A tough Yankee thriftiness underlies many of Emily Dickinson’s musings on fame. She drove a hard bargain with posterity. Against the short-term profits of the literary marketplace she held out for grander gains. In a poem written around 1862, she scorned the “Bullion of Today” in favor of the “Currency of Immortality.” The wordplay wasn’t only wry but prescient: More than a century after her death in 1886, her greatest poems display a startling currency. The rough-hewn, deliberately knotty stanzas, drawing on the rhythms of hymns and nursery rhymes, give them a compelling urgency. In their abrupt swerves, their jagged syntax, their eccentric punctuation — and particularly those notorious dashes — her poems aren’t so much telegraphic as downright cybernetic. They could be e-mails sent by “Immortality” itself.

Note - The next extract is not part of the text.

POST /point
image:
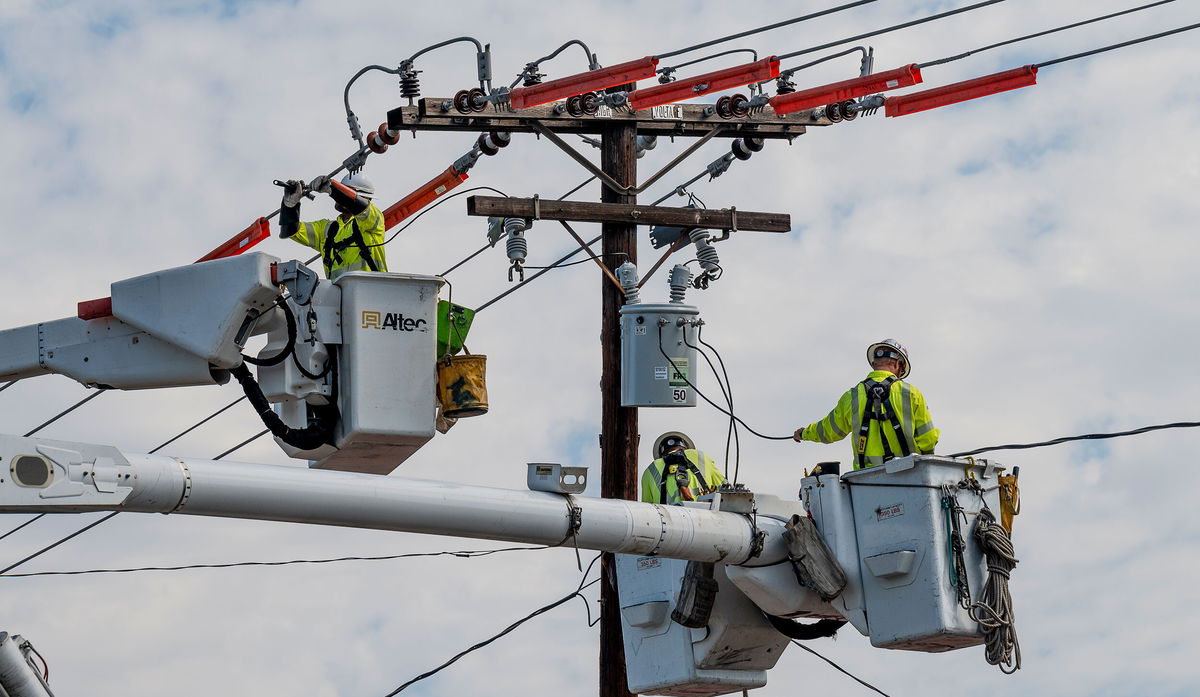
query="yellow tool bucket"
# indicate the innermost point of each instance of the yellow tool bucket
(462, 385)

Dickinson’s thrift led her to prize the small. Her eye was as economical as her verse. “It would have starved a Gnat — To live so small as I,” she wrote. At the same time, out of that cherished smallness she spun the largest of worlds:

Because I could not stop for Death —
He kindly stopped for me —
The Carriage held but just Ourselves —
And Immortality.

This fierce compression accounts in part for Dickinson’s enduring appeal: She reduces herself, the better to make room for the rest of us in her imagination. Her very hiddenness offers unexpected intimacy, as though she were whispering our own secret thoughts to us, those thoughts we hide even from ourselves. This may explain too why she inspires such strong devotion, and why her admirers are often jealously possessive. In the poet Susan Howe’s study, entitled simply “My Emily Dickinson” (New Directions, 160 pages, $14.95), this sense of ownership sounds loud and clear. But the book, first published in 1985 and now reissued with an admiring introduction by Eliot Weinberger, isn’t quite as proprietary as its title suggests.

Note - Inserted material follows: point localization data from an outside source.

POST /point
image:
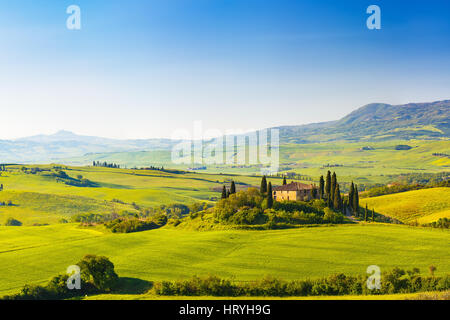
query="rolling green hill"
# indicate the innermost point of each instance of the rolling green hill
(169, 254)
(423, 206)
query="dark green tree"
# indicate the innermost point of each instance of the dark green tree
(351, 195)
(263, 188)
(321, 187)
(328, 188)
(232, 188)
(269, 196)
(337, 198)
(224, 193)
(356, 201)
(333, 186)
(99, 271)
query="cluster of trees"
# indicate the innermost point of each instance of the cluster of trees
(11, 222)
(329, 190)
(254, 208)
(227, 192)
(443, 223)
(79, 181)
(394, 281)
(105, 164)
(97, 276)
(123, 225)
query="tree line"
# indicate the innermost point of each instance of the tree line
(105, 164)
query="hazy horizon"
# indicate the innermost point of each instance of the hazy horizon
(144, 70)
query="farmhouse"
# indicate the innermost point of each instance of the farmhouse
(294, 191)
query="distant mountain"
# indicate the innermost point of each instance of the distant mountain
(65, 144)
(376, 121)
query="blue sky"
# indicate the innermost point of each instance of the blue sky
(142, 69)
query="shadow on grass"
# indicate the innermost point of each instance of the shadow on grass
(133, 286)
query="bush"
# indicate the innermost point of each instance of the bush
(99, 271)
(332, 217)
(97, 276)
(122, 225)
(395, 281)
(13, 222)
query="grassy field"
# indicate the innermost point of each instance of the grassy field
(423, 206)
(362, 166)
(35, 254)
(38, 198)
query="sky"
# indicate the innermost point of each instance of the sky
(146, 69)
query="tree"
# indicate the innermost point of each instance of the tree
(321, 187)
(328, 187)
(356, 201)
(333, 186)
(337, 198)
(99, 271)
(232, 188)
(269, 196)
(10, 222)
(350, 196)
(432, 270)
(263, 188)
(224, 193)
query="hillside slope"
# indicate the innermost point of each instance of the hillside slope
(372, 122)
(168, 254)
(423, 206)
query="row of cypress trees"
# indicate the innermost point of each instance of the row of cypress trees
(329, 191)
(226, 193)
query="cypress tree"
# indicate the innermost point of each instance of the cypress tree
(337, 198)
(232, 188)
(328, 188)
(356, 201)
(269, 196)
(350, 196)
(263, 188)
(321, 187)
(224, 193)
(333, 185)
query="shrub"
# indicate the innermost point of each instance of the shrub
(13, 222)
(99, 271)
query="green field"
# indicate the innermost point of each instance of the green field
(423, 206)
(38, 198)
(362, 166)
(35, 254)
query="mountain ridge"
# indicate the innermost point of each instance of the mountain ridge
(375, 121)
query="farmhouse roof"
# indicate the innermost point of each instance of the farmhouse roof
(294, 186)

“My Emily Dickinson” starts off as a manifesto but becomes richer and more suggestive as it develops. Ms. Howe begins by linking Dickinson with Gertrude Stein, claiming both writers “conducted a skilful and ironic investigation of patriarchal authority over literary history.” Nothing in her work suggests that Dickinson did anything of the sort; and to compare her spare and witty verse to Stein’s verbose and boring self-advertisements seems misguided. Though Dickinson certainly lived in a “patriarchal” milieu, the term has grown stale. And to say that the poet’s work was “ignored and misunderstood” by her contemporaries is misleading. Dickinson published fewer than a dozen poems during her lifetime; she was unknown rather than ignored. Ms. Howe’s recourse to ugly and meaningless jargon, such as “decreation” and “acutist,” weakens her first chapter still further.

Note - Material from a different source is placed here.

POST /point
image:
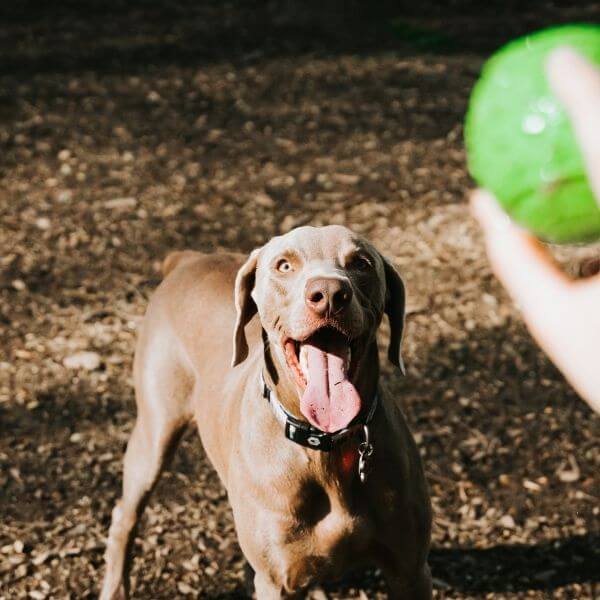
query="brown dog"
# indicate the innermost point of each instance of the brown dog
(321, 470)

Later, however, Ms. Howe’s true strength shows in her attention to particulars. On Dickinson’s use of dashes, a device which annoyed many early critics, she notes aptly that these afford the “liberty of interruption inside the structure of each poem.” The dashes provide a “hush of hesitation for breath.” She is sensible too on the “Master Letters,” suggesting that they are in fact “self-conscious exercises in prose” rather than the impassioned and desperate love letters they are usually taken to be. This interpretation is consistent with Ms. Howe’s view of Dickinson. For her, refreshingly, Dickinson was neither the helpless victim of male supremacy, nor the cloistered recluse of legend, but a bold and confident explorer — an independent thinker as well as a poet of genius — who was keenly aware of the upheavals of her time.

Not only was she steeped in English literature, from Shakespeare and Spenser to Keats, Dickens, and the Brownings, but drew on it, sometimes quite subversively, for her own original purposes. This isn’t so surprising, but in her remarks on Jonathan Edwards, whose Calvinist thought may have influenced Dickinson indirectly, Ms. Howe offers fresh insights. For her, Dickinson’s decision not to publish her work was not “the misguided modesty of an oppressed female ego,” but a “consummate Calvinist gesture of self-assertion.”

In the 23 years since this book was published, many new works on Dickinson have appeared that develop certain of the themes Ms. Howe first broached. Especially noteworthy are Judith Farr’s wonderful “The Passion of Emily Dickinson” of 1998 (Harvard, 416 pages, $21), and the luminous “La prison magique” of 2007 by the brilliant French-Canadian scholar and translator Charlotte Melançon (Noroit, 196 pages, $24) — a work which should be translated into English.

Ms. Howe’s study is by turns cranky and opinionated, genial and adventurous. That seems about right. This is, after all, “her” Emily Dickinson. But her close attention to the poems themselves takes us beyond any sense of mere possessiveness. Poetry, she concedes at the end, leads “to transfiguration beyond gender.” Our Emily Dickinson would have agreed.